[<prev] [next>] [<thread-prev] [day] [month] [year] [list]
Message-ID: <alpine.LFD.2.00.1505281333460.3256@localhost.localdomain>
Date: Thu, 28 May 2015 13:34:10 +0200 (CEST)
From: Lukáš Czerner <lczerner@...hat.com>
To: Eric Sandeen <sandeen@...hat.com>
cc: linux-ext4@...r.kernel.org
Subject: Re: [PATCH] ext4: Try to initialize all groups we can in case of
failure on ppc64
On Thu, 28 May 2015, Lukáš Czerner wrote:
> Date: Thu, 28 May 2015 10:21:47 +0200 (CEST)

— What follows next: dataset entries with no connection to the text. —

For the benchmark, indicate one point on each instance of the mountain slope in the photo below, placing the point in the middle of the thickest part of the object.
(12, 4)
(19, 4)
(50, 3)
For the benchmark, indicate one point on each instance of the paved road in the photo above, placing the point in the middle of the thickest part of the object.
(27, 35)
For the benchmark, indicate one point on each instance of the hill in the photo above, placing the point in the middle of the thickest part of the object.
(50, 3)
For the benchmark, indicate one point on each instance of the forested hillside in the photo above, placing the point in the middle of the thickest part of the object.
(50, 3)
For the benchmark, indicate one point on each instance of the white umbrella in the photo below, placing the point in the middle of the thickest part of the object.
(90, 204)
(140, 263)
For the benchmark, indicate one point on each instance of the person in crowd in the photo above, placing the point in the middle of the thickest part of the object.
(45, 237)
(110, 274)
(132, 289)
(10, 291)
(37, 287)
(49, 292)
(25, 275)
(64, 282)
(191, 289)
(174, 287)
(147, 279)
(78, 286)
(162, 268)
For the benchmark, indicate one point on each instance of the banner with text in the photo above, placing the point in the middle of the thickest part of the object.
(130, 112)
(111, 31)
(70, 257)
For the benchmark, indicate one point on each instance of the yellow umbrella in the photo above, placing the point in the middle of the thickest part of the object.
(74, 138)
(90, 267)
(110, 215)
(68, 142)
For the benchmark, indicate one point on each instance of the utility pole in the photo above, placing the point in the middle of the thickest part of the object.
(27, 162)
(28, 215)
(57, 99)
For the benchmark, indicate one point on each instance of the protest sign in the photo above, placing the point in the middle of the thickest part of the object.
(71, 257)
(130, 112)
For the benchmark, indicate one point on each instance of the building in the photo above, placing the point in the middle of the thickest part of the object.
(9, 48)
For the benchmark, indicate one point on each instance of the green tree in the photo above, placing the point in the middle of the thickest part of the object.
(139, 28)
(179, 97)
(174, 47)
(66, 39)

> From: Lukáš Czerner <lczerner@...hat.com>
> To: Eric Sandeen <sandeen@...hat.com>
> Cc: linux-ext4@...r.kernel.org
> Subject: Re: [PATCH] ext4: Try to initialize all groups we can in case of
> failure on ppc64
>
> On Wed, 27 May 2015, Eric Sandeen wrote:
>
> > Date: Wed, 27 May 2015 10:44:06 -0500
> > From: Eric Sandeen <sandeen@...hat.com>
> > To: Lukas Czerner <lczerner@...hat.com>, linux-ext4@...r.kernel.org
> > Subject: Re: [PATCH] ext4: Try to initialize all groups we can in case of
> > failure on ppc64
> >
> > On 5/27/15 5:25 AM, Lukas Czerner wrote:
> > > Currently on the machines with page size > block size when initializing
> > > block group buddy cache we initialize it for all the block group bitmaps
> > > in the page. However in the case of read error, checksum error, or if
> > > a single bitmap is in any way corrupted we would fail to initialize all
> > > of the bitmaps. This is problematic because we will not have access to
> > > the other allocation groups even though those might be perfectly fine
> > > and usable.
> > >
> > > Fix this by reading all the bitmaps instead of error out on the first
> > > problem and simply skip the bitmaps which were either not read properly,
> > > or are not valid.
> > >
> > > Signed-off-by: Lukas Czerner <lczerner@...hat.com>
> > > ---
> > > fs/ext4/mballoc.c | 11 ++++++++---
> > > 1 file changed, 8 insertions(+), 3 deletions(-)
> > >
> > > diff --git a/fs/ext4/mballoc.c b/fs/ext4/mballoc.c
> > > index 8d1e602..7e28007 100644
> > > --- a/fs/ext4/mballoc.c
> > > +++ b/fs/ext4/mballoc.c
> > > @@ -882,10 +882,8 @@ static int ext4_mb_init_cache(struct page *page, char *incore)
> > >
> > > /* wait for I/O completion */
> > > for (i = 0, group = first_group; i < groups_per_page; i++, group++) {
> > > - if (bh[i] && ext4_wait_block_bitmap(sb, group, bh[i])) {
> > > + if (bh[i] && ext4_wait_block_bitmap(sb, group, bh[i]))
> > > err = -EIO;
> > > - goto out;
> > > - }
> > > }
> > >
> > > first_block = page->index * blocks_per_page;
> > > @@ -898,6 +896,13 @@ static int ext4_mb_init_cache(struct page *page, char *incore)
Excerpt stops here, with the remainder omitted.